4. What alternative sentencing measures would you implement during the pandemic to ensure the safety of convicted juveniles? The children who come through Juvenile Court, even in 'normal' circumstances, carry with them trauma from poverty, abuse, exposure to routine violence, systemic racism, addiction, and untreated mental health conditions. The COVID-19 pandemic has only increased the likelihood that these conditions will be manifested for our city's youth and has exacerbated the resulting trauma. Many of these children are suffering from a sudden lack of resources as it pertains to their education, social activities, and even nutrition. This trauma cannot be alleviated simply by going to court, being on probation, or serving time.

As such, I will focus even more intently in these abnormal times on using judicial discretion as allowed by law to hold young people accountable by means other than incarceration. In fact, my familiarity with the Children's Code and the Code of Criminal Procedure gives me unique insight relative to my opponents on ways in which the former statutes give more flexibility to judges than the latter in terms of crafting appropriate dispositions. As your judge in Section “A,” not only will I provide real and meaningful accountability to juvenile offenders, but also – just as importantly – to the juvenile justice system.

Most importantly, I commit to tailoring each case outcome to the circumstances of each individual child that comes before me.
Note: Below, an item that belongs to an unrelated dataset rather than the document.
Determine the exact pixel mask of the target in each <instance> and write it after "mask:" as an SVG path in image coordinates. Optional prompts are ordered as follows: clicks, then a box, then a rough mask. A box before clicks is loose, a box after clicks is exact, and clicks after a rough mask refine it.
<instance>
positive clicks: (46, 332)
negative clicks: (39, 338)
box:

I will consider all of those circumstances in determining the best course of action in his or her case. In addition, I will strive to innovate the juvenile justice system by implementing the concepts of restorative justice. When utilized in coordination with crime victims and families, restorative justice techniques can both hold offenders accountable and make victims whole, and ultimately lead to increased public safety via lower rates of recidivism.

In New Orleans, as elsewhere, most arrests of youth are for offenses that are not crimes of violence, i.e. they do not involve either violence or weapons - for example, between 82-86% of youth arrests each year from 2013-2017 were for non-violent offenses, according to the Louisiana Center for Children's Rights. I truly believe that it does our community more harm than good to lock these children up.

The Covid-19 pandemic has made it even more apparent that over-incarceration is not just a juvenile justice crisis but a public health crisis, and it will be my goal as Juvenile Court judge to help solve both emergencies simultaneously.

5. Have you ever been censored or disciplined? If yes, please explain. No.